Spirit Mound Little People are beings associated with Spirit Mound, north of Vermillion, South Dakota. Lewis and Clark accounts connect the mound with Sioux, Omaha, and Otoe descriptions of dangerous little people. They were described as eighteen inches tall, watchful, large-headed, and armed with arrows. National Park Service material also connects Spirit Mound with the Yankton Sioux Can O’ti na. These Little Tree Dwellers can appear as tricksters, helpers, and powerful spiritual beings.

Meriwether Lewis, William Clark, and ten expedition members visited Spirit Mound on August 25, 1804. Their journals helped place the mound’s little people tradition in early written accounts of the region. Today, Spirit Mound Historic Prairie is managed as a restored prairie site by South Dakota Game, Fish and Parks.

Yankton River Monster (Missouri River near Yankton, South Dakota)
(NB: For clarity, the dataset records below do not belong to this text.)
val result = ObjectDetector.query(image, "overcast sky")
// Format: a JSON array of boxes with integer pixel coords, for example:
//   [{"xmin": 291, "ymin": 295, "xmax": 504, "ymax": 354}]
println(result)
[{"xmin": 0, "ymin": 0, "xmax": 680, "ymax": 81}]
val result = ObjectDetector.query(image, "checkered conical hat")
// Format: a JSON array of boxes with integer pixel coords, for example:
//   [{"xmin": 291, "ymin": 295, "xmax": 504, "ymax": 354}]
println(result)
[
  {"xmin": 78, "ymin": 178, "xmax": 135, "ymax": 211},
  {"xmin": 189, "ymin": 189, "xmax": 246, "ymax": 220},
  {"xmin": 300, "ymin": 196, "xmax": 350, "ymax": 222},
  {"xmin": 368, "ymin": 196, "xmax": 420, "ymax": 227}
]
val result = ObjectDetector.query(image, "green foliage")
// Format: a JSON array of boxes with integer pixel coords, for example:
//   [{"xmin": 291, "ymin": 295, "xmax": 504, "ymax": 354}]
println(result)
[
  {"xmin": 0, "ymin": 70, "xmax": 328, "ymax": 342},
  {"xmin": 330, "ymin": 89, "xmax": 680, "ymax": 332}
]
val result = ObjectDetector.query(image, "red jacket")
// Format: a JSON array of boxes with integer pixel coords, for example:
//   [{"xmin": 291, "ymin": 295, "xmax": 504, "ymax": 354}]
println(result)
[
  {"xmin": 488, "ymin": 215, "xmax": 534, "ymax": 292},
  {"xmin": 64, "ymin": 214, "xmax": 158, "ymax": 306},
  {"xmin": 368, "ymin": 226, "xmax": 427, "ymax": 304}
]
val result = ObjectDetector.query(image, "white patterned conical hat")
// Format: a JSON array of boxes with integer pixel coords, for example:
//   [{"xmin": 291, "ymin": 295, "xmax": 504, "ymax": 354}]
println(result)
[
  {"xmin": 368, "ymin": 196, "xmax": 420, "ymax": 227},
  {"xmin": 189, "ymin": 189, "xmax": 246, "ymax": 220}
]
The Yankton River Monster is a modern Missouri River story tied to Yankton, South Dakota. South Dakota Magazine traced it to a 1992 incident involving a young Yankton couple on the river. They saw a small object with a yellow flag, pulled upstream by a nylon rope. The object surfaced and disappeared near their boat before the rope tangled in the propeller. With the engine killed, the boat was pulled upstream and nearly dragged down.

Other fishermen witnessed the episode, and the story soon appeared in a Yankton newspaper. South Dakota Magazine says the city buzzed with talk of a river monster. Writer Marilyn Kratz suggested a very large sturgeon could explain the frightening encounter. The same article notes later reports of huge fish along the Missouri during reservoir construction. These details keep the story rooted in river hazards, local rumor, and water-monster folklore.

Cheyenne Canyon Wiwila (Cheyenne Canyon area, Black Hills, South Dakota)

Cheyenne Canyon Wiwila refers to petroglyph imagery interpreted as Little People near the Cheyenne River. A 2024 Sioux Replications article places the site twelve miles south of Hot Springs, South Dakota. It describes ancient images scratched and pecked into a rock wall on Wild Horse Sanctuary property. The article identifies five pecked faces with topknots as possible Wiwila figures. In that reading, Wiwila are powerful Little People connected with water and rain-making ceremonies.

The same article links full-body figures, spread fingers, snakes, shields, and drums with ceremonial imagery. It describes rattlesnakes as connected with Wakinyan, the Lakota Thunder Being, in rain symbolism. The Wiwila interpretation rests on this local reading of the Cheyenne Canyon images. That reading places the figures within water-linked Little People traditions. It keeps the story anchored to Cheyenne Canyon and the southern Black Hills.